Golf story number 3. falls under the category, for me, of "there's something else going on". Some people admire those in our society that show an incredible amount of drive and focus in what they do, I do not! I think it's ADHD, or some other borderline insanity, if it's even borderline, might just be real undiagnosed insanity!

I admire those that can be competent in their work, and there for their family and friends, and well read, and well experienced in the modern world; that's the true genius!

You're not a genius if you devote vast quantities of time and effort to a certain discipline, to the exclusion of being there for your family, even having friends, or experiencing other things; you're "something else".

Could not agree with this more - about both golf and photography! I took up golf for the "social" and "networking" possibilities, and quickly discovered that 1) I was not and never was going to be very good at it, and 2) it was not worth it even if I had gotten good. Plus, it was a big waste of money! As a photographer, I am proud to wear the title of "amatuer". And, I do feel I get my money's worth. (PS: I still own 2 Beseler MXTs)
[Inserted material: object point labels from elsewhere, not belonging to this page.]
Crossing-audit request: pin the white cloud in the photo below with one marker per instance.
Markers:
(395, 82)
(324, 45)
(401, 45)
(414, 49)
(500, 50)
Regarding golf, sometime in my 20's I decided to try a par 3 course just to see what all the fuss was about. I shot a 63 my first time out. I was fine with that as I did a bit better on the 2nd hole, so already my game was improving. Can't exactly recall whether I completed the course or just called it mid way through.
Regarding love and dedication to what you do, back in the 90's I started following Nascar, because that's what my friends and coworkers did. And if you wanted to participate in the conversation, you had to speak Nascar. There was a driver by the name of Dave Marcus that had been racing for decades, but being a small independent one car team, always ran in about the bottom 25% towards the later part of his career. Everyone complained about why he didn't just retire, but I saw it differently. Here was a guy going out every weekend enjoying and making a living doing something a lot of people would give a left arm to do once. Why should he retire. Over the course of a 35 year career he ran nearly 900 races and won 5. I think he was focused more on the journey than the destination. It wasn't simply that he wanted to race, he had too. It's who he was. Not every photographer who has that level of dedication reaches the top and stays there, but every photographer that reaches the top and stays there, has that level of dedication.

A Christian minister once told me that ministry was "for those who can't do anything else." Not in the sense that they aren't capable for earning a living in any other way, but for them, doing anything else seems like a waste of time.

I feel the same way about art: it's for those who simply cannot do anything else. If they also posses, as you pointed out, high energy and a tremendous capacity for work, they're off to a good start. Those few who have all of that, plus the ability to articulate a unique vision, are the ones we all talk about.